AN: And so there are these two entities, at least in a practical sort of way we can say there are. And so, probably, trying to solve practical entities overflows into the inner state of man and engenders problems there.

K: Sir, that means we are still keeping the outer, the inner, as two separate movements.

AN: Yes, sir, we are, we do.

K: And I feel that is a totally wrong approach.

AN: Yes.

K: The roof does leak, and the world is overpopulated, there is pollution, there are wars – every kind of mischief is going on. And, not being able to solve that, we turn inward, and not being able to solve the inward issues we turn to something outer, still further away from all this.

AN: Yes, sir.

K: Whereas, if we could treat the whole of this existence as one unitary movement then perhaps we would be able to solve all these problems most intelligently and reasonably and in order.

AN: Yes, sir. Yes, sir. It seems that’s what you speak about, sir. Would you mind telling us how these three problems are really one thing?

K: I am coming to that, sir, I am coming to that. That is, the world outside of me is created by me. Not the tree, not the clouds and the seas and the beauty of the landscape but the human existence in relationship, which is called society, that is created by you and by me.

AN: Yes.

K: So the world is me and me is the world.

AN: Yes, sir.

K: I think that’s the first thing that must be established – not as an intellectual or an abstract fact but an actual feeling, an actual realisation – this fact, not a supposition, not an intellectual concept but as a fact that the world is me and I am the world. The world being the society in which I live, the society with its culture, morality, social inequality – all the chaos that’s going on in society is myself in action.

AN: Yes, sir.

K: And the culture is what I have created, in which I am caught.

AN: Yes, sir.

K: I think that is irrevocable and absolute fact.

AN: Yes, sir. Yes. How is it that people don’t see this enough, sir? We have politicians, we have ecologists, we have economists, we have soldiers, all trying to solve the problems outside, simply as outer problems.

K: Because, probably the lack of right kind of education, the specialisation, the desire to conquer the outer – go to the moon and play golf there – and so on, so on. We always want to alter the outer, hoping thereby to change the inner.

AN: Yes, sir.

K: Create the right environment – which the communists have said hundreds of times – then the human mind will change according to that.

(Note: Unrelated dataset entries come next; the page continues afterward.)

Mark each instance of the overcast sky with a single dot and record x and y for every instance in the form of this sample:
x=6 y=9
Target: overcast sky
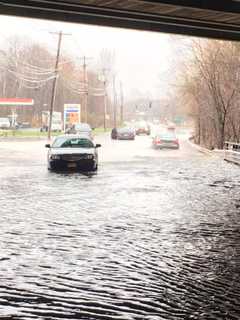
x=143 y=59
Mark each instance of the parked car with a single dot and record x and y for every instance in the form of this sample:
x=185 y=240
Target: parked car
x=80 y=128
x=73 y=152
x=23 y=125
x=165 y=140
x=143 y=128
x=126 y=133
x=5 y=123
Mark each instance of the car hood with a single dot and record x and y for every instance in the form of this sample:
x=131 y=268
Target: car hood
x=72 y=150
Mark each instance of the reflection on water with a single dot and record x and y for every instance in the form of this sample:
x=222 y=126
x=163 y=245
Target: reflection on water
x=155 y=239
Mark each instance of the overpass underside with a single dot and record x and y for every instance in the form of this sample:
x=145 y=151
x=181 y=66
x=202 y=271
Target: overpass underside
x=215 y=19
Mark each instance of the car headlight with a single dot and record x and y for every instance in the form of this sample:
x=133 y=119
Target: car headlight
x=89 y=156
x=55 y=157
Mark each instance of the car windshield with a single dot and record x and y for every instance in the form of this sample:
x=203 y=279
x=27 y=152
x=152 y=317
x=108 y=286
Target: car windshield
x=167 y=136
x=82 y=127
x=125 y=130
x=72 y=143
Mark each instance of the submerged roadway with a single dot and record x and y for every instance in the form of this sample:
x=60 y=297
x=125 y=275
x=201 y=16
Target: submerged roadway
x=152 y=235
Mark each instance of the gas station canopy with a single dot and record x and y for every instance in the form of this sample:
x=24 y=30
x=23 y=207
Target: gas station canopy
x=206 y=18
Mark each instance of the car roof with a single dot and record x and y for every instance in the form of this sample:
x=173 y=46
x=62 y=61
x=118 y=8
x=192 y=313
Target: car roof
x=74 y=136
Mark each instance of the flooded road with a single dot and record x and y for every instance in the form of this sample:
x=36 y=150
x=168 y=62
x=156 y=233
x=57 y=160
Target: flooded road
x=153 y=235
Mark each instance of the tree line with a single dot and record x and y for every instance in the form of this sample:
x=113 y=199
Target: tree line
x=209 y=85
x=27 y=71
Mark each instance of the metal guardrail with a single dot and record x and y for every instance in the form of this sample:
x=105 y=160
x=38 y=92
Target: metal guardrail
x=232 y=152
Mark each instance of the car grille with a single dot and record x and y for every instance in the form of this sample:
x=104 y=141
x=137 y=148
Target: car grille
x=76 y=157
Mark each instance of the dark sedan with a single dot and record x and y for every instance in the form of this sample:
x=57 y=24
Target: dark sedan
x=73 y=152
x=166 y=140
x=125 y=134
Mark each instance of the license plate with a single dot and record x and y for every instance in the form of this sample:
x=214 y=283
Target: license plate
x=72 y=165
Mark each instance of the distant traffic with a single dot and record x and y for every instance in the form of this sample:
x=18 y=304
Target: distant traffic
x=77 y=150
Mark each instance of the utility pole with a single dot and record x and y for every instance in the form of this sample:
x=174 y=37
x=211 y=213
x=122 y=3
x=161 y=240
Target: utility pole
x=54 y=87
x=121 y=102
x=85 y=84
x=104 y=79
x=114 y=103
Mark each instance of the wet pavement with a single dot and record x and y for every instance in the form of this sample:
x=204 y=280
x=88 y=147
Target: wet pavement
x=153 y=235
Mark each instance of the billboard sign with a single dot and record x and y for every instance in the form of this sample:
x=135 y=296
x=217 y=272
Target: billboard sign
x=72 y=114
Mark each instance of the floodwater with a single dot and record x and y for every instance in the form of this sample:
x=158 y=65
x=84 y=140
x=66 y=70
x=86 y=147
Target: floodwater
x=153 y=235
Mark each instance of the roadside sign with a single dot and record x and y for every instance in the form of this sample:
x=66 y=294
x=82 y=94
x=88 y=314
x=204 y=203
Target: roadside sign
x=72 y=114
x=16 y=102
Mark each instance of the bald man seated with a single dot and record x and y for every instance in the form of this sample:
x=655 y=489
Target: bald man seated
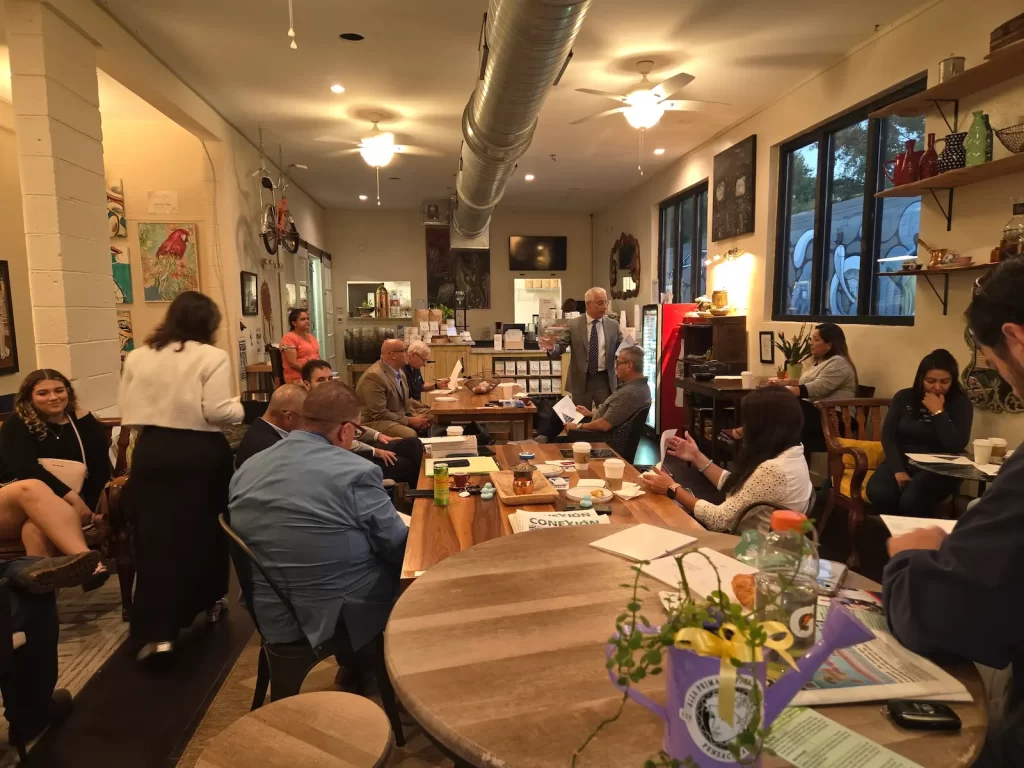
x=281 y=418
x=387 y=404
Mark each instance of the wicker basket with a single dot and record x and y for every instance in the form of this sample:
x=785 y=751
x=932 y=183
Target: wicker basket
x=1013 y=137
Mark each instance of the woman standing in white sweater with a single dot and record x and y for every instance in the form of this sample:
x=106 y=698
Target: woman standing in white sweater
x=177 y=390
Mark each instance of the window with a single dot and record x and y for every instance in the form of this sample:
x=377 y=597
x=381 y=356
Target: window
x=836 y=240
x=683 y=246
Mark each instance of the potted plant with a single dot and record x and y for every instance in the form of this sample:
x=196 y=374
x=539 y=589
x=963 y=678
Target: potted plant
x=795 y=351
x=718 y=709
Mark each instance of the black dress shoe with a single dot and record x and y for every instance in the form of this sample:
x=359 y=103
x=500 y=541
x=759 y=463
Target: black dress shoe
x=49 y=573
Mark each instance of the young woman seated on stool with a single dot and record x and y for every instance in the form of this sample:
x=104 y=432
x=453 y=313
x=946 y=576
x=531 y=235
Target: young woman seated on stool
x=932 y=417
x=770 y=468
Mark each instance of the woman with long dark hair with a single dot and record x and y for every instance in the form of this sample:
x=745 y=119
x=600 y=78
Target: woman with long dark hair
x=770 y=468
x=933 y=416
x=297 y=346
x=177 y=390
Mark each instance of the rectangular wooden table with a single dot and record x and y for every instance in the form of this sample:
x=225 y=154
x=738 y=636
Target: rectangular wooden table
x=437 y=532
x=723 y=392
x=470 y=407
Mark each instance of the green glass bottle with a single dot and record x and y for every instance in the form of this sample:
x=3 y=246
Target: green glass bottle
x=979 y=140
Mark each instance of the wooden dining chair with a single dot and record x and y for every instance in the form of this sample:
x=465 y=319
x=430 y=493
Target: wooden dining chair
x=283 y=667
x=853 y=439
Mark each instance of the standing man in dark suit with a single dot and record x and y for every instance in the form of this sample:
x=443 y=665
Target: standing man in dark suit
x=594 y=339
x=281 y=418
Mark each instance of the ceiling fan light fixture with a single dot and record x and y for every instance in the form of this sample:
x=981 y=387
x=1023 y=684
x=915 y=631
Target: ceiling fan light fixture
x=378 y=150
x=644 y=110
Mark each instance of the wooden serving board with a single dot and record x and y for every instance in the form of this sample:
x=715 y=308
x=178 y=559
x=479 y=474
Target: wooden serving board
x=544 y=492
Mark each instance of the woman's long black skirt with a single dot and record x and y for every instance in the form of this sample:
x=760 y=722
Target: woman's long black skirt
x=177 y=486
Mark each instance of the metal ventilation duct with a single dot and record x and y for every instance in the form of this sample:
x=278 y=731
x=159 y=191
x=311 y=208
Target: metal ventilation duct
x=526 y=45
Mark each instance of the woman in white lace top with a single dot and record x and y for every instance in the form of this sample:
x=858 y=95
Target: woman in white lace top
x=770 y=467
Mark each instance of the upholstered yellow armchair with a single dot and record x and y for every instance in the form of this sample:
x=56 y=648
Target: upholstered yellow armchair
x=853 y=438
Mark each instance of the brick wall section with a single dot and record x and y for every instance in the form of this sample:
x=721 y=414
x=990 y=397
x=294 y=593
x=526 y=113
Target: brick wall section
x=60 y=161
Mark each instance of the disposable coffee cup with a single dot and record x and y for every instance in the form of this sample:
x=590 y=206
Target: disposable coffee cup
x=982 y=452
x=613 y=469
x=581 y=455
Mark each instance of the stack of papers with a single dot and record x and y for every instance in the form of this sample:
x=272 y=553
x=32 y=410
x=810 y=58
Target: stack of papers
x=898 y=525
x=523 y=519
x=643 y=542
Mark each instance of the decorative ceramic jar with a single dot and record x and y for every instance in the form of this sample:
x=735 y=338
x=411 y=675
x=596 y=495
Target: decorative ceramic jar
x=930 y=160
x=953 y=153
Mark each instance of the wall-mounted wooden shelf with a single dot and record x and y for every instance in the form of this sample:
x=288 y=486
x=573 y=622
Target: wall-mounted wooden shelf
x=942 y=272
x=1001 y=66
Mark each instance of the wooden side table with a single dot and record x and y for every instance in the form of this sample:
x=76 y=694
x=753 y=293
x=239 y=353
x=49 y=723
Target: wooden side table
x=328 y=728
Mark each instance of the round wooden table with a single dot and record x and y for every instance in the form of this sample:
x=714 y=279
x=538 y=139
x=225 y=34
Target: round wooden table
x=499 y=652
x=327 y=729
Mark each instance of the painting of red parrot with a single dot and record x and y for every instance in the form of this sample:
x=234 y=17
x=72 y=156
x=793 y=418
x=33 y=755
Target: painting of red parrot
x=170 y=261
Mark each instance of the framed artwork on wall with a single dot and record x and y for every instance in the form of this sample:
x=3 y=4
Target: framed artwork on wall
x=170 y=260
x=767 y=340
x=8 y=339
x=250 y=293
x=732 y=204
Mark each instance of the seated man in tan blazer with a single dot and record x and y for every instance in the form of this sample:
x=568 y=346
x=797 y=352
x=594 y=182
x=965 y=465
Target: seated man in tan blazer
x=384 y=391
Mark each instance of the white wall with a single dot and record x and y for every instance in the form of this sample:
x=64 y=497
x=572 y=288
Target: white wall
x=390 y=245
x=886 y=356
x=17 y=264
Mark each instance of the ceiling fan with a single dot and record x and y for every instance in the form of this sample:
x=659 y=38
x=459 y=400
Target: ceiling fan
x=644 y=104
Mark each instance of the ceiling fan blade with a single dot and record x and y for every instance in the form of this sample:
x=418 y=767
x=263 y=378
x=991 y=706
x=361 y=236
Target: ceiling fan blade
x=692 y=104
x=599 y=115
x=671 y=86
x=606 y=94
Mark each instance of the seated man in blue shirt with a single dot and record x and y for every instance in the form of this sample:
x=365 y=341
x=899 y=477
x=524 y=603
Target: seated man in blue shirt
x=960 y=594
x=317 y=517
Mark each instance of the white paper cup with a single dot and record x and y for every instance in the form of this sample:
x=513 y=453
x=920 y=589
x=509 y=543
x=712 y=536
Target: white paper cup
x=998 y=448
x=982 y=452
x=613 y=469
x=581 y=455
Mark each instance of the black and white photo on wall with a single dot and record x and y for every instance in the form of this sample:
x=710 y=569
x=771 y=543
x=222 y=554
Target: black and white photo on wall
x=250 y=293
x=732 y=207
x=8 y=339
x=767 y=339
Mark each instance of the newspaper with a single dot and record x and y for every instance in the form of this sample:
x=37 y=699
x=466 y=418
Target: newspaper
x=877 y=670
x=523 y=519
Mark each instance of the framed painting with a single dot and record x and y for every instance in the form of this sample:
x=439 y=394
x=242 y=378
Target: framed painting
x=732 y=209
x=250 y=293
x=170 y=260
x=121 y=267
x=767 y=339
x=8 y=339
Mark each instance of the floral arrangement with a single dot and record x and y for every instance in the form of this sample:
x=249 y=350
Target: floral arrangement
x=798 y=349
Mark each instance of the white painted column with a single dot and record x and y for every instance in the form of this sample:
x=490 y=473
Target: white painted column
x=60 y=159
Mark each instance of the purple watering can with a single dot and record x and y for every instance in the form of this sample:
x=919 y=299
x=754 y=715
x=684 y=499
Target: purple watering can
x=697 y=704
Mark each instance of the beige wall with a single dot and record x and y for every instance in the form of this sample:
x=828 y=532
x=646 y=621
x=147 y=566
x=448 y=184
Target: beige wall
x=886 y=356
x=390 y=245
x=17 y=264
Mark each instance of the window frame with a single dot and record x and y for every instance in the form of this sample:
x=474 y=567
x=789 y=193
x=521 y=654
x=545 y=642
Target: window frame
x=676 y=201
x=873 y=179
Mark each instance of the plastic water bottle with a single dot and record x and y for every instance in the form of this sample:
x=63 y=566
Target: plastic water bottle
x=785 y=586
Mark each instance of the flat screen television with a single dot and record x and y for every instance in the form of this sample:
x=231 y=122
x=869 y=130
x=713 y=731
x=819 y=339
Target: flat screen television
x=538 y=253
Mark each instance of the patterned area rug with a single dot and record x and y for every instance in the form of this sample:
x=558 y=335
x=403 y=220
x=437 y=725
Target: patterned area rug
x=236 y=696
x=90 y=631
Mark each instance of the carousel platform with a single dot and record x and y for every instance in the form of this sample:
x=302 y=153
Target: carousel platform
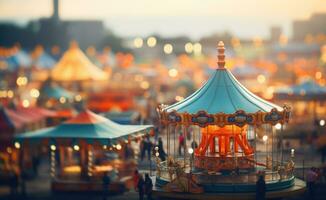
x=298 y=187
x=116 y=187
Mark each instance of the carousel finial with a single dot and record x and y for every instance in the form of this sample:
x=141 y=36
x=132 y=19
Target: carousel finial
x=73 y=44
x=221 y=55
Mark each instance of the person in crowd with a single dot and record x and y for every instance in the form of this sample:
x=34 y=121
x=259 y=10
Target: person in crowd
x=261 y=188
x=106 y=180
x=194 y=145
x=149 y=147
x=135 y=179
x=14 y=181
x=141 y=187
x=148 y=186
x=142 y=147
x=161 y=151
x=312 y=177
x=181 y=143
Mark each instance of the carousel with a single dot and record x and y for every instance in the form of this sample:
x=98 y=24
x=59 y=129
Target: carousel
x=83 y=150
x=233 y=140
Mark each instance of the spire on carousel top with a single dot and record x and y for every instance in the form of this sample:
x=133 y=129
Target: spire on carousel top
x=221 y=55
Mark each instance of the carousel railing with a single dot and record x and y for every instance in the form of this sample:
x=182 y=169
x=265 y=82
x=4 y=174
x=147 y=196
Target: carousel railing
x=280 y=171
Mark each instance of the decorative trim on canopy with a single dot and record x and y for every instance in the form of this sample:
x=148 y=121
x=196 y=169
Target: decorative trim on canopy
x=239 y=118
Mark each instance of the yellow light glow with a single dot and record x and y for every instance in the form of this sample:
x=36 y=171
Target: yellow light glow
x=173 y=72
x=235 y=42
x=138 y=42
x=26 y=103
x=139 y=78
x=265 y=138
x=189 y=47
x=17 y=145
x=10 y=94
x=283 y=40
x=9 y=150
x=76 y=147
x=278 y=126
x=197 y=48
x=144 y=85
x=3 y=93
x=34 y=93
x=179 y=98
x=261 y=78
x=62 y=100
x=168 y=48
x=78 y=98
x=53 y=147
x=302 y=92
x=257 y=41
x=21 y=80
x=151 y=41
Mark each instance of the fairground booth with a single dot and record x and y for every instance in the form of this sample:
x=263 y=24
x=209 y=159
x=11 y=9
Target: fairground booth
x=85 y=148
x=234 y=136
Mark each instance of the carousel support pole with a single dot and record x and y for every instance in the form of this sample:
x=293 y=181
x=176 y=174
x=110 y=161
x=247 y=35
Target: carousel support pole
x=52 y=161
x=174 y=130
x=282 y=144
x=61 y=158
x=90 y=161
x=184 y=144
x=83 y=160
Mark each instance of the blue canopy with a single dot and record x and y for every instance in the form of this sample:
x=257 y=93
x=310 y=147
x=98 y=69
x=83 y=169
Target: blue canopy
x=127 y=117
x=44 y=61
x=56 y=92
x=20 y=59
x=89 y=126
x=222 y=93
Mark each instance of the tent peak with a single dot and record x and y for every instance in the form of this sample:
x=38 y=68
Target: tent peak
x=221 y=55
x=73 y=44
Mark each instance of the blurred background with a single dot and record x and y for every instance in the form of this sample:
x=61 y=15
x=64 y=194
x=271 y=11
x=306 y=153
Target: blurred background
x=135 y=55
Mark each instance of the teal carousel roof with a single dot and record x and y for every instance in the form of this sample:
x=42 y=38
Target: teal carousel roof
x=90 y=127
x=221 y=95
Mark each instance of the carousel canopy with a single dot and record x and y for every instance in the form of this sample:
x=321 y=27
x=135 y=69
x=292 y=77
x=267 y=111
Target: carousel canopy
x=222 y=93
x=89 y=126
x=308 y=90
x=75 y=66
x=15 y=61
x=44 y=61
x=223 y=100
x=50 y=90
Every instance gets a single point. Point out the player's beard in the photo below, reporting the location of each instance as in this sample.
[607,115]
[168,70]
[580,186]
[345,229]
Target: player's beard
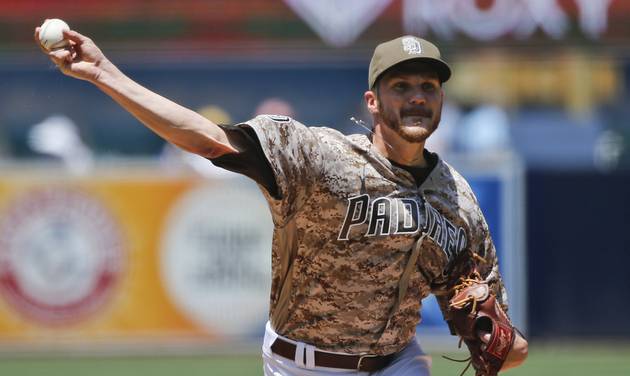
[413,125]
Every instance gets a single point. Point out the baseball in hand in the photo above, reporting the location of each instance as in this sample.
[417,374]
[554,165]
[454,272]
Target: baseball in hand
[51,34]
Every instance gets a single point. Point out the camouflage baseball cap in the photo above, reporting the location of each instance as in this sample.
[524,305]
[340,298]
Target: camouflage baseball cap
[405,48]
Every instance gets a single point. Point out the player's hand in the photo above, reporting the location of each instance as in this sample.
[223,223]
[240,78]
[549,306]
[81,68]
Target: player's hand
[517,354]
[82,59]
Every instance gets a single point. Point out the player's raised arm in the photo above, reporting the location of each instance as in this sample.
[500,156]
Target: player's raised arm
[181,126]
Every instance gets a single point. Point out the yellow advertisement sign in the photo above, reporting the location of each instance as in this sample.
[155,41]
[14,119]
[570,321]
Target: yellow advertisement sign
[131,258]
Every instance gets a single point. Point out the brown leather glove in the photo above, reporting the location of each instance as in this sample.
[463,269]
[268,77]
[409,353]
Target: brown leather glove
[473,309]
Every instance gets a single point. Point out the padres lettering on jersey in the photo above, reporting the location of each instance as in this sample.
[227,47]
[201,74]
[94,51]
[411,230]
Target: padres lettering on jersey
[344,227]
[379,215]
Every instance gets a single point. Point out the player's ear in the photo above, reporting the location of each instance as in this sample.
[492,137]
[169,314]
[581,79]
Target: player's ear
[371,101]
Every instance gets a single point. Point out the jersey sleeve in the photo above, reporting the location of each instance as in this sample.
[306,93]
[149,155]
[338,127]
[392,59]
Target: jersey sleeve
[292,152]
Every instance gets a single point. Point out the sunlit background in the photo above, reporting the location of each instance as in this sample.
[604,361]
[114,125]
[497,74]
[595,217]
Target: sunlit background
[121,253]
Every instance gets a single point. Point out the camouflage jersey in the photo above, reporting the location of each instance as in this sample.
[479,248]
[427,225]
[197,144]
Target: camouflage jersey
[346,221]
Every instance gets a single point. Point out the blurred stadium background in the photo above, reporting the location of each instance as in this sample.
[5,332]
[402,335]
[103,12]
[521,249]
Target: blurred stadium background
[122,255]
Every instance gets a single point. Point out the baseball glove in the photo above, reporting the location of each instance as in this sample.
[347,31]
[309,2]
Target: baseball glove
[473,309]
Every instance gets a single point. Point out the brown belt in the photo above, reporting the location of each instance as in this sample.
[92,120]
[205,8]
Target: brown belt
[364,363]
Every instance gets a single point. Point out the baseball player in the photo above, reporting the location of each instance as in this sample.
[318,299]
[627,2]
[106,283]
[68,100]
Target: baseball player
[365,227]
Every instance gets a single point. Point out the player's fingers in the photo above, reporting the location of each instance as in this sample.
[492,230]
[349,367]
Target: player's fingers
[60,57]
[75,37]
[36,36]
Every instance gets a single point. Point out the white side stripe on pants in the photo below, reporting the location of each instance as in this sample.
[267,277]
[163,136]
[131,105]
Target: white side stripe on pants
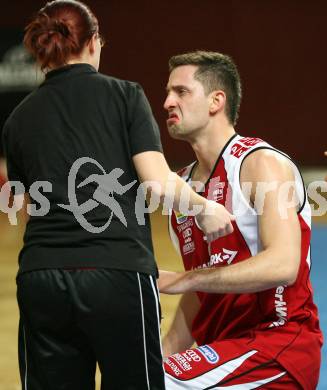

AN: That is what they say, sir.

K: Yes.

AN: That is what everybody seems to have said.

K: More or less what everybody says.

AN: In fact, every great university, with all its departments, with all its specialists, one could almost say that even these great universities are founded and built on the belief that the world can be changed by a certain amount of specialised knowledge in different departments.

K: Yes, sir. I think we miss this basic thing, which is, the world is me and the world is… I am the world.

AN: Yes, sir.

K: I think that feeling, not as an idea – that feeling brings a totally different way of looking at this whole problem.

AN: Yes, sir.

K: Now if…

AN: Yes, it’s an enormous revolution – already to see the problem as one problem, as the problem of man and not the problem of his environment, this is an enormous step, which people will not take.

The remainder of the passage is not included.